3. Uji Widal : Pemeriksaan serologi ini ditujukan untuk mendeteksi adanya antibodi (di dalam darah) terhadap antigen bakteri Salmonella typhi / Paratyphi (reagen). Antibodi aglutinin yang dicari yaitu: (Salih, 2008) o Aglutinin 0 (dari tubuh bakteri) o Aglutinin H (flagela bakteri) o Aglutinin Vi (simpai bakteri). Dari ketiga aglutinin tersebut hanya aglutinin 0 dan H yang digunakan untuk diagnosis demam tifoid. Semakin tinggi titernya semakin besar kemungkinan terinteksi bakteri ini (Rao, 2010). Uji ini merupakan test kuno yang masih amat popular dan paling sering diminta terutama di Negara dimana penyakit ini endemis seperti di Indonesia. Sebagai uji cepat (rapid test) hasilnya dapat segera diketahui.
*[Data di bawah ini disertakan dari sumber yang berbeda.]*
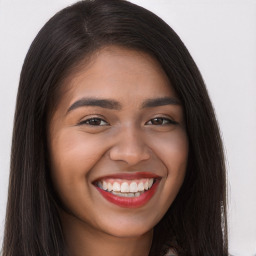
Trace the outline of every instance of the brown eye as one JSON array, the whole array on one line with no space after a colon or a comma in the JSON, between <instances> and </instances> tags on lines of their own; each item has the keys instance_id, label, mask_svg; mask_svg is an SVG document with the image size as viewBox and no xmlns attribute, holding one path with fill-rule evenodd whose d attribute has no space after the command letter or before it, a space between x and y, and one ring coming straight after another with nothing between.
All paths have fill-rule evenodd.
<instances>
[{"instance_id":1,"label":"brown eye","mask_svg":"<svg viewBox=\"0 0 256 256\"><path fill-rule=\"evenodd\" d=\"M156 117L149 120L146 124L150 125L168 125L168 124L177 124L177 122L170 120L168 118Z\"/></svg>"},{"instance_id":2,"label":"brown eye","mask_svg":"<svg viewBox=\"0 0 256 256\"><path fill-rule=\"evenodd\" d=\"M164 123L164 119L163 118L154 118L151 120L151 123L153 125L161 125Z\"/></svg>"},{"instance_id":3,"label":"brown eye","mask_svg":"<svg viewBox=\"0 0 256 256\"><path fill-rule=\"evenodd\" d=\"M91 126L104 126L108 125L106 121L101 118L90 118L79 123L80 125L91 125Z\"/></svg>"}]
</instances>

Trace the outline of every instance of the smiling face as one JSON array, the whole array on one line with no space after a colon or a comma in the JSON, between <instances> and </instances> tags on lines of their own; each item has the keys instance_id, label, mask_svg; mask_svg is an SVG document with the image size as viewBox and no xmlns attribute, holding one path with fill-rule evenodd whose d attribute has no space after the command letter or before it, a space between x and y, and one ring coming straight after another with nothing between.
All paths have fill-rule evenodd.
<instances>
[{"instance_id":1,"label":"smiling face","mask_svg":"<svg viewBox=\"0 0 256 256\"><path fill-rule=\"evenodd\" d=\"M69 223L139 236L159 222L182 185L183 109L151 56L112 46L92 59L66 80L49 121L53 184Z\"/></svg>"}]
</instances>

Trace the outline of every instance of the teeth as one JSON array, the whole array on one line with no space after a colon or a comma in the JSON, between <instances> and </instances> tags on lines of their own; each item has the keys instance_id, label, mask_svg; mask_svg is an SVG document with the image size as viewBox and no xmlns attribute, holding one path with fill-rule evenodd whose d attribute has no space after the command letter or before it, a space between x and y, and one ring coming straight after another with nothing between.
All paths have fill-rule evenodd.
<instances>
[{"instance_id":1,"label":"teeth","mask_svg":"<svg viewBox=\"0 0 256 256\"><path fill-rule=\"evenodd\" d=\"M108 191L112 191L112 184L108 183Z\"/></svg>"},{"instance_id":2,"label":"teeth","mask_svg":"<svg viewBox=\"0 0 256 256\"><path fill-rule=\"evenodd\" d=\"M154 179L149 179L148 181L148 188L150 189L153 185Z\"/></svg>"},{"instance_id":3,"label":"teeth","mask_svg":"<svg viewBox=\"0 0 256 256\"><path fill-rule=\"evenodd\" d=\"M120 184L118 182L114 182L112 189L113 191L120 191L121 189Z\"/></svg>"},{"instance_id":4,"label":"teeth","mask_svg":"<svg viewBox=\"0 0 256 256\"><path fill-rule=\"evenodd\" d=\"M148 180L144 183L144 189L148 190Z\"/></svg>"},{"instance_id":5,"label":"teeth","mask_svg":"<svg viewBox=\"0 0 256 256\"><path fill-rule=\"evenodd\" d=\"M101 189L103 189L102 183L100 181L97 182L97 186Z\"/></svg>"},{"instance_id":6,"label":"teeth","mask_svg":"<svg viewBox=\"0 0 256 256\"><path fill-rule=\"evenodd\" d=\"M135 194L134 193L127 193L127 197L134 197Z\"/></svg>"},{"instance_id":7,"label":"teeth","mask_svg":"<svg viewBox=\"0 0 256 256\"><path fill-rule=\"evenodd\" d=\"M138 184L138 191L144 191L144 185L142 182ZM137 191L136 191L137 192Z\"/></svg>"},{"instance_id":8,"label":"teeth","mask_svg":"<svg viewBox=\"0 0 256 256\"><path fill-rule=\"evenodd\" d=\"M129 188L128 183L123 182L122 185L121 185L121 192L130 192L129 190L130 190L130 188Z\"/></svg>"},{"instance_id":9,"label":"teeth","mask_svg":"<svg viewBox=\"0 0 256 256\"><path fill-rule=\"evenodd\" d=\"M136 182L132 182L130 184L130 192L138 192L138 188L137 188L137 183Z\"/></svg>"},{"instance_id":10,"label":"teeth","mask_svg":"<svg viewBox=\"0 0 256 256\"><path fill-rule=\"evenodd\" d=\"M143 192L145 190L148 190L152 187L154 183L154 179L147 179L146 181L144 180L144 183L140 181L138 184L135 181L132 181L130 185L128 182L122 182L119 183L115 181L114 183L111 182L106 182L106 181L98 181L97 186L103 190L107 191L114 191L114 192L122 192L122 193L138 193L138 192ZM127 195L126 195L127 196Z\"/></svg>"},{"instance_id":11,"label":"teeth","mask_svg":"<svg viewBox=\"0 0 256 256\"><path fill-rule=\"evenodd\" d=\"M138 197L138 196L141 195L140 192L137 192L137 193L120 193L120 192L112 191L111 193L116 195L116 196L120 196L120 197Z\"/></svg>"},{"instance_id":12,"label":"teeth","mask_svg":"<svg viewBox=\"0 0 256 256\"><path fill-rule=\"evenodd\" d=\"M108 189L108 183L106 181L103 181L103 185L102 185L104 190Z\"/></svg>"}]
</instances>

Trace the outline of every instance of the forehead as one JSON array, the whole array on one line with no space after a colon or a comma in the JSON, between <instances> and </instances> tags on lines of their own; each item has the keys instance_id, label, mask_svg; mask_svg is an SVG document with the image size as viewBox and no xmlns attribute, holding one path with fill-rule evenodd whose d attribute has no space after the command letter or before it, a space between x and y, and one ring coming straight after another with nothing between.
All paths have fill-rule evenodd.
<instances>
[{"instance_id":1,"label":"forehead","mask_svg":"<svg viewBox=\"0 0 256 256\"><path fill-rule=\"evenodd\" d=\"M160 63L151 55L127 48L109 46L94 53L64 83L63 97L138 99L176 96Z\"/></svg>"}]
</instances>

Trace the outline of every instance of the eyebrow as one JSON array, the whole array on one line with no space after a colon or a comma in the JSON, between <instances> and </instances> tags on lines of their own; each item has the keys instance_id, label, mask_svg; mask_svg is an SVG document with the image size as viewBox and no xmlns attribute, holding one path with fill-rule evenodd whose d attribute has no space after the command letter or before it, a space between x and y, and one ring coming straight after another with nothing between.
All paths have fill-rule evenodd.
<instances>
[{"instance_id":1,"label":"eyebrow","mask_svg":"<svg viewBox=\"0 0 256 256\"><path fill-rule=\"evenodd\" d=\"M121 104L115 100L97 99L97 98L82 98L74 102L67 112L74 110L79 107L96 106L101 108L120 110Z\"/></svg>"},{"instance_id":2,"label":"eyebrow","mask_svg":"<svg viewBox=\"0 0 256 256\"><path fill-rule=\"evenodd\" d=\"M165 105L181 105L181 102L177 98L173 97L147 99L143 102L142 108L152 108Z\"/></svg>"},{"instance_id":3,"label":"eyebrow","mask_svg":"<svg viewBox=\"0 0 256 256\"><path fill-rule=\"evenodd\" d=\"M147 99L142 103L142 108L152 108L165 105L181 105L181 102L177 98L163 97ZM122 105L115 100L111 99L97 99L97 98L82 98L74 102L69 108L68 112L77 109L79 107L96 106L107 109L121 110Z\"/></svg>"}]
</instances>

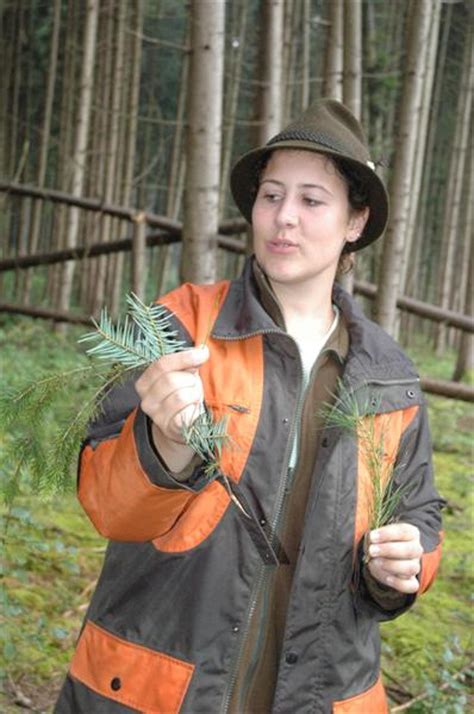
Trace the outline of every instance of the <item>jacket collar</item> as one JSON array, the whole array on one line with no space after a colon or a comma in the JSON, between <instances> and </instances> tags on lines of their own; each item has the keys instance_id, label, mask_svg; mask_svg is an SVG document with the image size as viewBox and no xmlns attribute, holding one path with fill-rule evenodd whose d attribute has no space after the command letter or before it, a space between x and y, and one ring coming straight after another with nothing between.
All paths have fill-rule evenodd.
<instances>
[{"instance_id":1,"label":"jacket collar","mask_svg":"<svg viewBox=\"0 0 474 714\"><path fill-rule=\"evenodd\" d=\"M252 257L247 260L242 276L231 283L212 334L217 339L240 339L266 332L286 334L285 320L267 276ZM338 328L324 349L344 362L349 335L342 313Z\"/></svg>"},{"instance_id":2,"label":"jacket collar","mask_svg":"<svg viewBox=\"0 0 474 714\"><path fill-rule=\"evenodd\" d=\"M255 267L256 266L256 267ZM378 325L369 320L360 306L337 283L333 302L349 334L345 377L351 382L418 379L418 374L399 345ZM229 291L212 331L217 339L236 340L264 333L285 334L278 301L263 271L252 256L245 262L240 278ZM331 345L331 347L333 347Z\"/></svg>"}]
</instances>

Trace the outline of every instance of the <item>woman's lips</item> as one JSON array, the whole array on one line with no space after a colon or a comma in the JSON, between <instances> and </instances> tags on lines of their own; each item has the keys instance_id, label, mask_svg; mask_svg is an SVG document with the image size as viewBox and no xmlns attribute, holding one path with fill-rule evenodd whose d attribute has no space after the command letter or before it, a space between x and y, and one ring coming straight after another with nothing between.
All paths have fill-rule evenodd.
<instances>
[{"instance_id":1,"label":"woman's lips","mask_svg":"<svg viewBox=\"0 0 474 714\"><path fill-rule=\"evenodd\" d=\"M271 240L267 243L267 249L270 253L286 255L287 253L295 252L298 246L296 243L287 240Z\"/></svg>"}]
</instances>

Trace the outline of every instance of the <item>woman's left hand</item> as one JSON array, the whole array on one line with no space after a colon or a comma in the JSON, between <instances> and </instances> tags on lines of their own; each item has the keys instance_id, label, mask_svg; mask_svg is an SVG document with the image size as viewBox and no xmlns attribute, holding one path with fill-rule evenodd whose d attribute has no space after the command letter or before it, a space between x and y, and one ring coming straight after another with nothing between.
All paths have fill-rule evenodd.
<instances>
[{"instance_id":1,"label":"woman's left hand","mask_svg":"<svg viewBox=\"0 0 474 714\"><path fill-rule=\"evenodd\" d=\"M391 523L371 531L367 554L367 567L376 580L401 593L416 593L423 555L416 526Z\"/></svg>"}]
</instances>

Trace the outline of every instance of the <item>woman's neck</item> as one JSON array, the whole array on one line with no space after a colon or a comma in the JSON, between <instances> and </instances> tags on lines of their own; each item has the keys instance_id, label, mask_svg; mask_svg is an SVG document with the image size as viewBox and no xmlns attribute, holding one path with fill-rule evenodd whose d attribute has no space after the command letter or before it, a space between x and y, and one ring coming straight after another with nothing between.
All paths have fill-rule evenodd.
<instances>
[{"instance_id":1,"label":"woman's neck","mask_svg":"<svg viewBox=\"0 0 474 714\"><path fill-rule=\"evenodd\" d=\"M330 292L298 293L292 285L271 283L290 335L298 340L310 340L329 331L334 320Z\"/></svg>"}]
</instances>

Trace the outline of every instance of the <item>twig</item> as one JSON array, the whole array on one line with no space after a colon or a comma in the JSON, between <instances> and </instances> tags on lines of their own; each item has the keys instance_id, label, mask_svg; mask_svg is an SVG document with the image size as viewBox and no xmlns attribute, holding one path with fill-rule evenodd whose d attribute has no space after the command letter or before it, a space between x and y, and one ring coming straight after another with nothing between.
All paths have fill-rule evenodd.
<instances>
[{"instance_id":1,"label":"twig","mask_svg":"<svg viewBox=\"0 0 474 714\"><path fill-rule=\"evenodd\" d=\"M8 675L8 684L12 690L15 704L19 707L23 707L23 709L33 709L33 702L25 694L23 694L18 685L15 684L11 674Z\"/></svg>"},{"instance_id":2,"label":"twig","mask_svg":"<svg viewBox=\"0 0 474 714\"><path fill-rule=\"evenodd\" d=\"M474 660L469 662L469 664L466 664L462 669L459 670L459 672L456 672L456 674L453 674L452 679L460 679L461 677L466 674L470 669L474 667ZM444 692L446 689L449 689L451 686L451 682L444 682L443 684L440 684L438 687L439 692ZM428 697L431 696L430 692L422 692L422 694L418 694L418 696L413 697L413 699L410 699L408 702L405 702L405 704L400 704L399 706L394 707L393 709L390 709L390 714L395 714L395 712L403 712L405 709L408 709L409 707L413 706L413 704L416 704L417 702L423 701L423 699L428 699Z\"/></svg>"},{"instance_id":3,"label":"twig","mask_svg":"<svg viewBox=\"0 0 474 714\"><path fill-rule=\"evenodd\" d=\"M90 583L87 583L86 587L82 590L82 592L79 595L79 600L84 600L85 597L87 597L92 590L95 588L97 585L97 578L95 580L91 580ZM81 612L81 610L84 609L84 606L87 607L88 603L83 603L81 602L80 605L78 605L76 608L73 610L65 610L61 617L70 617L71 615L74 615L76 612Z\"/></svg>"}]
</instances>

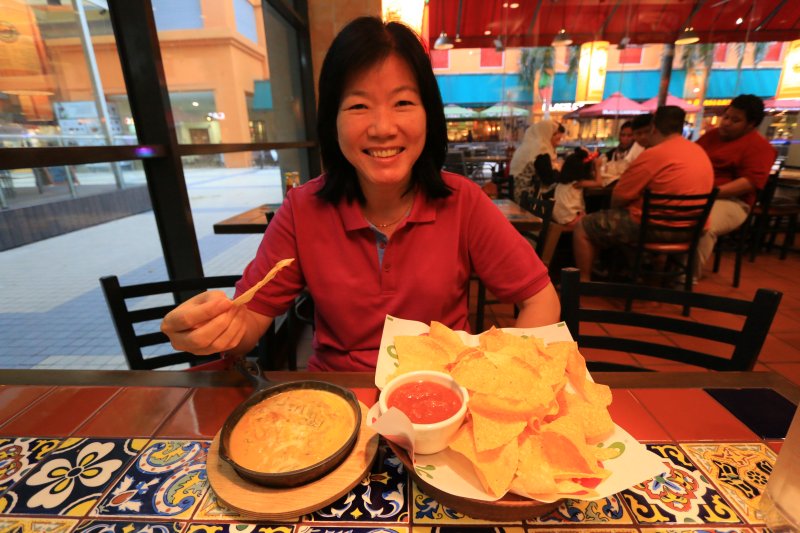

Hasil positif palsu dapat disebabkan oleh faktor-faktor, antara lain pernah mendapatkan vaksinasi, reaksi silang dengan spesies lain (enterobacter), adanya faktor rheumatoid. Hasil negatif palsu disebabkan oleh karena penderita sudah mendapatkan terapi antibiotik, pengobatan dini dengan antibiotik, pemberian kortikosteroid, waktu pengambilan darah kurang dari 1 minggu, dan teknik pemeriksaan labolatorium. (Salih, 2008). Saat ini belum ada kesamaan pendapat mengenai titer agglutinin yang bermakna diagnostic. Batas titer yang sering dipakai hanya kesepakatan saja, berlaku setempat dan berbeda-beda di masing-masing labolatorium. Nilai cut off yang sering dipakai adalah titer O = 1/160, titer H 1/160, dengan peningkatan titer 4 kali setelah 2 kali pemeriksaan. Pemeriksaan pertama di hari ke-7 dan pemeriksaan berikutnya pada minggu ke-2. Aglutinin O akan bertahan 4-6 bulan setelah sembuh, sementara agglutinin H menetap 6-12 bulan. Reaksi widal tunggal agglutinin O 1/320 atau agglutinin H 1/640 dapat menyokong 12. (Iskandar, 2000) 4. Kultur Sumsum Tulang : Kultur sumsum tulang merupakan metode yang paling sensitif dalam mengisolasi S.typhi. Menunjukkan hasil positif pada 80-85% pasien bahkan pada pasien yang telah mendapat terapi antibiotik dalam beberapa hari (Agarwal, 2004). Isolasi S. Typhi dari aspirasi sumsum tulang, merupakan suatu prosedur yang sangat invasif, tetapi dianggap sebagai metode standar emas untuk diagnosis demam tifoid dan dilaporkan lebih sensitif dibandingkan kultur darah oleh sebagian besar, tetapi tidak semua , peneliti. Para peneliti telah menghitung jumlah bakteri dalam darah dan sumsum tulang dan menemukan bahwa pada isolasi S. Typhi dari sumsum tulang ditemukan
9

jumlah bakteri yang lebih besar, dimana sepuluh kali lipat lebih banyak per volume sumsum tulang daripada per volume darah. Namun, jika cukup dengan kultur darah memungkinkan peningkatan sensitivitas kultur darah daripada kultur sumsum tulang, maka aspirasi sumsum tulang dapat dihindari (John, 2008). 5. Kultur Feses : Kultur feses positif hanya ditemukan pada 30% pasien. Sensitifitas tergantung pada jumlah kultur tinja dan hasil positif akan meningkat bersamaan dengan durasi penyakit (Agarwal et al.,2004). Pada kultur tinja, media pengayaan yang mengandung Selenite telah terbukti lebih efektif daripada media pengayaan lainnya. Selenite dengan manitol (M Selenite) telah direkomendasikan tetapi belum ada perbedaan yang signifikan dengan Selenite yang mengandung kaldu. Media Selenite F merupakan standar emas untuk isolasi Salmonella dari tinja, untuk perbandingan Selenite F dan Selenite dengan manitol perlu dilakukan pertimbangan lebih lanjut sebelum digunakan (John, 2008)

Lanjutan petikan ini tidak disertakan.